The spike protein binding assay kit was purchased from BPS Bioscience (San Diego, California, USA). The kit codes for the British and South African variant assay were 78140 and 78151, respectively. The kits consisted of purified Receptor-Binding Domain (RBD) of spike proteins derived from the corresponding variant virus. The kit was used as recommended by the manufacturer with some modifications. The spike protein RBD provided in the kit was first coated onto a 96-well microtiter plate from the kit as indicated by the manual. A 50 μL aliquot of CD or CD spray solution diluted to an appropriate concentration was placed in each well and incubated at 25oC for 5 min. Next, a 20 μL aliquot of 10 mmol/L sodium thiosulfate in Blocking Buffer 2 provided in the kit was added to each well to terminate the reaction of CD with the protein. Under this condition, the CD is rapidly converted to ClO2- and becomes unreactive with proteins [16]. Next, a 35 μL aliquot of biotin-labeled ACE2 diluted to 1.5 μg/mL by Blocking Buffer 2 was added to each well. Biotin-labeled ACE2 was then bound to streptavidin-labeled horseradish peroxidase and detected using a substrate of the horseradish peroxidase supplied in the kit. The Chemiluminescence signal was measured after 1 min using a luminometer (model SH-9000; Corona Electric, Hitachinaka, Ibaraki, Japan). Each concentration of CD was assayed in four wells (n=4). Because the chemiluminescence intensity fluctuated between experiments, the final data was normalized (i.e. 0 μg/ml CD as 100%).

Results and Discussion

As shown in Figure 1, the intensity of the binding of human ACE2 protein to the spike protein RBD decreased with increasing concentrations of CD. The concentration of aqueous CD solution required to give 50% binding inhibition (IC50) was 7.6 μmol/L and 5.8 μmol/L for the British and South African variant, respectively (Table 1). An inhibitory effect of CD was also observed using the CD spray solution (Figure 2). Specifically, IC50 for the binding of ACE2 to the spike protein RBD was 15.3 μmol/L and 4.7 μmol/L for the British and South African variant, respectively (Table 1). Moreover, binding of the Wuhan strain spike protein RBD to ACE2 was also inhibited by the CD aqueous solution with an IC50 of 6.5 μmol/L

Table 1: The concentration of Chlorine Dioxide (CD) aqueous solution required to inhibit binding of the receptor-binding domain of variant SARS-CoV-2 spike proteins (S proteins) to human receptor protein ACE2 by 50% (IC50) is shown.
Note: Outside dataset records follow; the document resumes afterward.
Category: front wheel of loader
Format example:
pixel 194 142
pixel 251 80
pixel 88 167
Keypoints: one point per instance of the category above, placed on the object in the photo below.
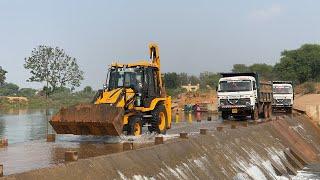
pixel 134 127
pixel 159 120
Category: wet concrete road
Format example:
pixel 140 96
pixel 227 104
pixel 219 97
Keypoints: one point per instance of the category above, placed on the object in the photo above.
pixel 20 157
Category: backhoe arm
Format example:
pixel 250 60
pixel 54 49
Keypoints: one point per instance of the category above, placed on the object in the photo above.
pixel 154 56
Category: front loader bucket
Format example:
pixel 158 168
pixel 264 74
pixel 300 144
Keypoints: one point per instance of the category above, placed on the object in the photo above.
pixel 89 119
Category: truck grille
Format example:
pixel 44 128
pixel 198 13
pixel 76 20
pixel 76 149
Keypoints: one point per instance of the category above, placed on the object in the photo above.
pixel 241 101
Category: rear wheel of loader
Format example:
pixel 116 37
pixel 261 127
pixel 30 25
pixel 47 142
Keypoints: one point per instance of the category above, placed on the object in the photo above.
pixel 134 127
pixel 265 111
pixel 159 120
pixel 269 111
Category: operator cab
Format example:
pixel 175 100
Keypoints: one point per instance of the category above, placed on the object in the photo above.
pixel 236 84
pixel 141 79
pixel 282 89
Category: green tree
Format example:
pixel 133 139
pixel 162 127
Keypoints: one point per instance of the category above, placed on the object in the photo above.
pixel 240 68
pixel 300 65
pixel 209 78
pixel 53 66
pixel 2 76
pixel 27 92
pixel 9 89
pixel 87 89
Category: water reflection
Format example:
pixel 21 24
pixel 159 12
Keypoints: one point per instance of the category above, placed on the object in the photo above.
pixel 24 125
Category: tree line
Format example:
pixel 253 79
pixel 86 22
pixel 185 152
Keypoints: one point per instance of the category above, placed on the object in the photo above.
pixel 299 65
pixel 58 70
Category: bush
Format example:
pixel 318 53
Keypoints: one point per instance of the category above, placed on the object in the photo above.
pixel 175 92
pixel 9 89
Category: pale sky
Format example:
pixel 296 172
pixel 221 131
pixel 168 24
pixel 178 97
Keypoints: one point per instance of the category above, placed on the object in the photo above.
pixel 194 36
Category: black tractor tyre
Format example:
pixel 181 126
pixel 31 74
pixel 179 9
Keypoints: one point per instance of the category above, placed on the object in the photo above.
pixel 224 115
pixel 255 113
pixel 155 120
pixel 131 126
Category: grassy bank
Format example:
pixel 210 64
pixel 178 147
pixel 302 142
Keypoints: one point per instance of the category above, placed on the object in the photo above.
pixel 57 100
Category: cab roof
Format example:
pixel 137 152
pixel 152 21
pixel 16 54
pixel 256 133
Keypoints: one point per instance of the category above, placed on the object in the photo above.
pixel 237 78
pixel 142 63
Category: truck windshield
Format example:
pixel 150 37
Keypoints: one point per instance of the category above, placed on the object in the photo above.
pixel 282 89
pixel 125 77
pixel 234 86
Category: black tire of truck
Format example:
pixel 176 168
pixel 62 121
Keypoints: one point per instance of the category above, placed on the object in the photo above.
pixel 134 126
pixel 156 120
pixel 224 115
pixel 255 113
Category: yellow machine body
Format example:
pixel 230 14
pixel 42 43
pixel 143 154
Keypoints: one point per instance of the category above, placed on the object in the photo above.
pixel 114 109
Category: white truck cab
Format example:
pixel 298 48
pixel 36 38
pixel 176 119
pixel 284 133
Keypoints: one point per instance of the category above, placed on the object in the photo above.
pixel 283 95
pixel 239 95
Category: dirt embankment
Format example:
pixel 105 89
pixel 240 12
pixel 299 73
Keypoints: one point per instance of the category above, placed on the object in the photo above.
pixel 209 97
pixel 303 101
pixel 258 151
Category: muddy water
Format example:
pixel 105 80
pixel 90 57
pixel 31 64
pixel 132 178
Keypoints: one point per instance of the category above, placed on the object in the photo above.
pixel 27 150
pixel 26 131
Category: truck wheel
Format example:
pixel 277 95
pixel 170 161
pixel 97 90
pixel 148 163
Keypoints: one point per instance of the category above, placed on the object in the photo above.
pixel 159 120
pixel 255 113
pixel 134 127
pixel 224 115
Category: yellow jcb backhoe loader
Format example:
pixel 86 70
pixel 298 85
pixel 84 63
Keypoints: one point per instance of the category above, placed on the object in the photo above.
pixel 134 96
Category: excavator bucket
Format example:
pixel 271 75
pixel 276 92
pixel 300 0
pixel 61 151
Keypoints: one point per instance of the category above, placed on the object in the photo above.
pixel 89 119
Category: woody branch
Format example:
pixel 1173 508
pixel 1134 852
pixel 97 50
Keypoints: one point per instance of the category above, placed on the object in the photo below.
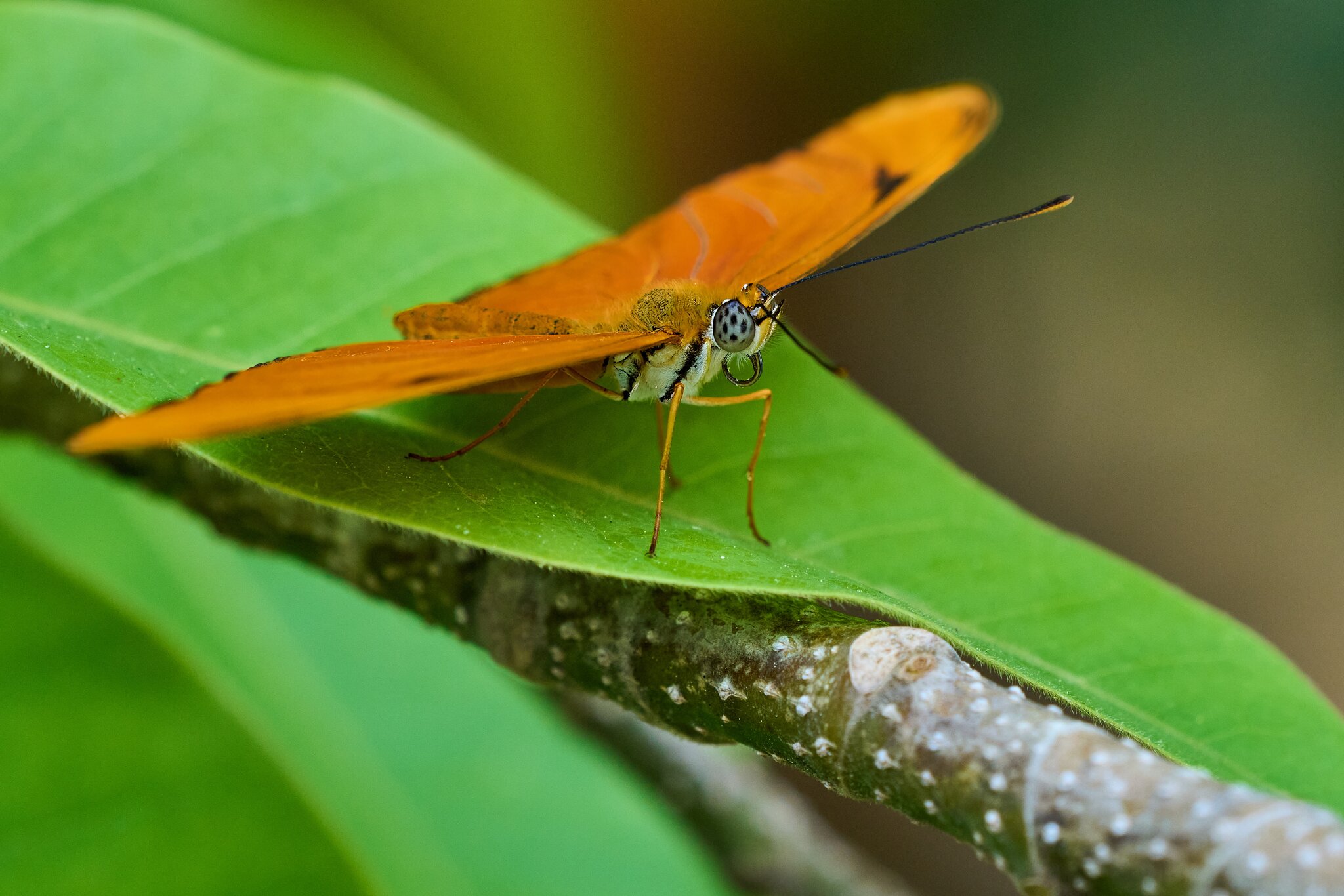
pixel 875 712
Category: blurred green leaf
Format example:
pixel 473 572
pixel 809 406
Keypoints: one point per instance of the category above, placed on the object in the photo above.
pixel 174 213
pixel 180 715
pixel 528 79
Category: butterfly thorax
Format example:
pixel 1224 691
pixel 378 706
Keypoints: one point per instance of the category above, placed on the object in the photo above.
pixel 684 308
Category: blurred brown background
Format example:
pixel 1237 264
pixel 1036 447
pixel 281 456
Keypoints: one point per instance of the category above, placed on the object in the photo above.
pixel 1159 369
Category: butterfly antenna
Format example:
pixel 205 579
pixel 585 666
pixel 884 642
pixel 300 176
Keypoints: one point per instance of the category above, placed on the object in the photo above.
pixel 815 355
pixel 1031 213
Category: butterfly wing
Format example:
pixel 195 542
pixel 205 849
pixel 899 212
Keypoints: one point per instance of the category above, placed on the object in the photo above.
pixel 337 380
pixel 809 205
pixel 768 223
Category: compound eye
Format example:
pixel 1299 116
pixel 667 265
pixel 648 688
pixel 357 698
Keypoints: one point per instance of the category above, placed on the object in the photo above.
pixel 733 327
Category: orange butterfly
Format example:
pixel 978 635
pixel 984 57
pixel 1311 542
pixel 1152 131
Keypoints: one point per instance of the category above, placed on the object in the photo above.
pixel 658 311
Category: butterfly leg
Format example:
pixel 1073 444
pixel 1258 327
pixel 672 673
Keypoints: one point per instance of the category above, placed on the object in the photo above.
pixel 667 460
pixel 595 387
pixel 760 396
pixel 491 432
pixel 673 481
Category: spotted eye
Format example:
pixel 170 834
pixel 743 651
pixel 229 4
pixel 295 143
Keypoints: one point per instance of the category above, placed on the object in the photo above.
pixel 733 327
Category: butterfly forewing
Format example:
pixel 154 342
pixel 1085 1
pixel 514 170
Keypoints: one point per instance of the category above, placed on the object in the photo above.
pixel 774 222
pixel 337 380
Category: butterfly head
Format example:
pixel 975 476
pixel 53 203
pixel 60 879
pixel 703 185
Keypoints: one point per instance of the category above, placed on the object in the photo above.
pixel 744 323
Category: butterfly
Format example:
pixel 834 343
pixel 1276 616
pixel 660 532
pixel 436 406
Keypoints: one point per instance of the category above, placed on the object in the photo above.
pixel 648 316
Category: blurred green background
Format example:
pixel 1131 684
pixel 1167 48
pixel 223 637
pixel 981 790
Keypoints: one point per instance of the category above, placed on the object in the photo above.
pixel 1158 369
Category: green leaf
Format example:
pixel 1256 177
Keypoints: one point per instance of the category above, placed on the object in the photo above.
pixel 182 715
pixel 545 100
pixel 174 211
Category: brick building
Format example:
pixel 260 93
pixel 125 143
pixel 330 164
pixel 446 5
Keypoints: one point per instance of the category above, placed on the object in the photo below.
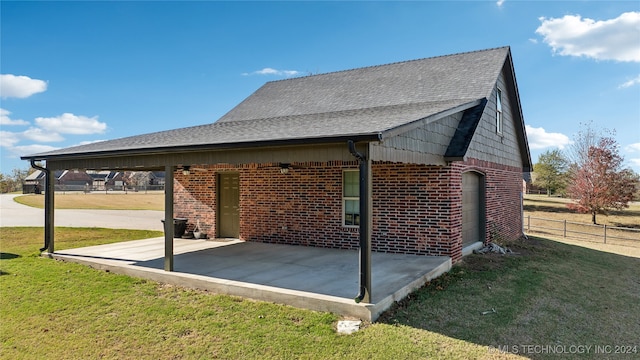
pixel 420 157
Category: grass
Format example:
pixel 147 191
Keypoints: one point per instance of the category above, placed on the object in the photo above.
pixel 51 309
pixel 548 294
pixel 100 201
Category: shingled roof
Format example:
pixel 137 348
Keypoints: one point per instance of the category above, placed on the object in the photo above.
pixel 367 103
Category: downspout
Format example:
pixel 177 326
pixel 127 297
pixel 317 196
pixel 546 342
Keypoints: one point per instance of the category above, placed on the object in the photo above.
pixel 365 236
pixel 48 207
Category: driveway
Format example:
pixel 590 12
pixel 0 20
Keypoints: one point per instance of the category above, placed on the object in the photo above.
pixel 14 214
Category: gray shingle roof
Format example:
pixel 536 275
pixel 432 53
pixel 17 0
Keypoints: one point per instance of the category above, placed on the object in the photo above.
pixel 365 101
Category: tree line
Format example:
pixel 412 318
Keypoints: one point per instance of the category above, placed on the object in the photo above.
pixel 591 173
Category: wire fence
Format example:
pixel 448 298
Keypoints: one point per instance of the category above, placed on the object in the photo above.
pixel 605 234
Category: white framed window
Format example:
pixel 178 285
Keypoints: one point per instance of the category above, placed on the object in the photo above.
pixel 351 198
pixel 499 119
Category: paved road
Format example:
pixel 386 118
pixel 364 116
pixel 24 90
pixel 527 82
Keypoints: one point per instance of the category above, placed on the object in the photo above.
pixel 14 214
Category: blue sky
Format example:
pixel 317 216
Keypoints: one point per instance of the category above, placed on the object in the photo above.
pixel 78 72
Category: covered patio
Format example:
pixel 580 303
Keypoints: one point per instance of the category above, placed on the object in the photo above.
pixel 318 279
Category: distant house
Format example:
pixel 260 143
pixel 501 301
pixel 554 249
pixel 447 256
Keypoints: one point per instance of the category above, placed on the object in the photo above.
pixel 434 148
pixel 33 183
pixel 106 180
pixel 65 180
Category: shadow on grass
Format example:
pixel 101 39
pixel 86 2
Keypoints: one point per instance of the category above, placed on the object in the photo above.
pixel 548 293
pixel 8 256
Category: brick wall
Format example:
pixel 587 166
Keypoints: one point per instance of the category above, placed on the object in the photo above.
pixel 416 208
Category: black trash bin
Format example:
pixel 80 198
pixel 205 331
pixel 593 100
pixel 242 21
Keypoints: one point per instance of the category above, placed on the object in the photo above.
pixel 179 226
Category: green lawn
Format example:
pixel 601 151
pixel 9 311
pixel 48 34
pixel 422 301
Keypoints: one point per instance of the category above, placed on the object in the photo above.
pixel 550 294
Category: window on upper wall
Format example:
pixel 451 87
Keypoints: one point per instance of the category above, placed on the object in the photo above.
pixel 351 198
pixel 499 111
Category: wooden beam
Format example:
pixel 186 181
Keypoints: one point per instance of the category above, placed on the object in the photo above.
pixel 49 212
pixel 168 218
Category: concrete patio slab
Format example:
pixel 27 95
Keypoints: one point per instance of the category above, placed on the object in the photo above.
pixel 305 277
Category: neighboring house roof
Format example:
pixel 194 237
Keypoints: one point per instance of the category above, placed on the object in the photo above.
pixel 368 103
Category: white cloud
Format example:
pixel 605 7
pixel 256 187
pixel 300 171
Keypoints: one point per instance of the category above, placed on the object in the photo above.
pixel 68 123
pixel 6 120
pixel 20 86
pixel 539 138
pixel 614 39
pixel 633 147
pixel 32 149
pixel 270 71
pixel 8 139
pixel 630 83
pixel 40 135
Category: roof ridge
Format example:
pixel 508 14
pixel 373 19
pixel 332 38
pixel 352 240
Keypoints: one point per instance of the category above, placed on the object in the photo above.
pixel 343 111
pixel 391 63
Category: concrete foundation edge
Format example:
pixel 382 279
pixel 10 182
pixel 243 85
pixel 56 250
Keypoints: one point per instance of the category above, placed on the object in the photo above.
pixel 295 298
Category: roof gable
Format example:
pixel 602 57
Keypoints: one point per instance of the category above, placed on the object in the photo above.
pixel 469 76
pixel 366 104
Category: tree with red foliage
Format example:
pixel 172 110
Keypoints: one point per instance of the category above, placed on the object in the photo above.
pixel 600 183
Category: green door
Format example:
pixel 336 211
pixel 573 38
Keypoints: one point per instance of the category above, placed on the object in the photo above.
pixel 471 208
pixel 229 205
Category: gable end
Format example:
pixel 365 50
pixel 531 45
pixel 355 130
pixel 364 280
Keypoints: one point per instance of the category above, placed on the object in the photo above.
pixel 464 133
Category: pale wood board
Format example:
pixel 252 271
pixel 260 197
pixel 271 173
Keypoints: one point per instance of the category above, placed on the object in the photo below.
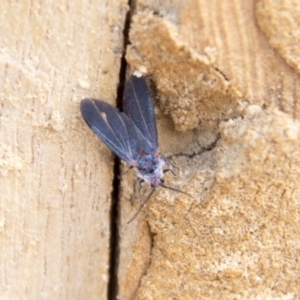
pixel 216 72
pixel 55 175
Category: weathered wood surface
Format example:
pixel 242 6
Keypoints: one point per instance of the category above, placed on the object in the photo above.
pixel 55 176
pixel 226 73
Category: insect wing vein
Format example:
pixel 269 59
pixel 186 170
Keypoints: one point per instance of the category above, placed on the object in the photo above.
pixel 138 106
pixel 115 129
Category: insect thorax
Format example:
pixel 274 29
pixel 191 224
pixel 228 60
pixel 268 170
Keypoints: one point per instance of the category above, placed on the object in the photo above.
pixel 149 168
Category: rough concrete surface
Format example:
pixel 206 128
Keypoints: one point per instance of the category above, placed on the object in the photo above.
pixel 237 236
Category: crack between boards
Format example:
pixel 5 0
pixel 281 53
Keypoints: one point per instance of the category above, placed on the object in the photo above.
pixel 113 284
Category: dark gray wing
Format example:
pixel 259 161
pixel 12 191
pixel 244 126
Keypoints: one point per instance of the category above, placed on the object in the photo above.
pixel 138 106
pixel 114 128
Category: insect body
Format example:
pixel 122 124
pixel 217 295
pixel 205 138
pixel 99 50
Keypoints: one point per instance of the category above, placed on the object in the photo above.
pixel 132 134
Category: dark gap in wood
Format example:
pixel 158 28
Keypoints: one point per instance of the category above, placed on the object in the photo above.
pixel 113 284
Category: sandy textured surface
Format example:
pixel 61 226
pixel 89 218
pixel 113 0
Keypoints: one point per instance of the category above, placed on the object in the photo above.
pixel 214 71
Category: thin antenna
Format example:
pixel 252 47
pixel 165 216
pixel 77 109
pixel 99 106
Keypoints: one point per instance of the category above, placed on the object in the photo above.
pixel 141 206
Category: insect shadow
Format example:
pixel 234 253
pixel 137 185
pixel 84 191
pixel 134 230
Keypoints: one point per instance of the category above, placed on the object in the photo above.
pixel 131 134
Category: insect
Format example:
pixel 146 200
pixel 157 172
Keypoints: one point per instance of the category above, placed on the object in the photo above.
pixel 132 134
Variants of spike protein Receptor-Binding Domain (RBD) were treated with either Chlorine Dioxide (CD) aqueous solution or CD spray solution at various concentrations, and then assayed for its binding ability to the receptor protein ACE2

(Ogata N, unpublished data). There were slight differences in the inhibitory effect between aqueous CD and the CD spray solution in these experiments. The observed differences may be due to the effect of other constituents in the spray solution, which are added to prolong the shelf life of the product. These results suggest all the CD solutions are effective in inactivating the binding of the SARS-CoV-2 virus to human cell receptor ACE2. As such, CD is likely to have an inhibitory action on the infection of the virus.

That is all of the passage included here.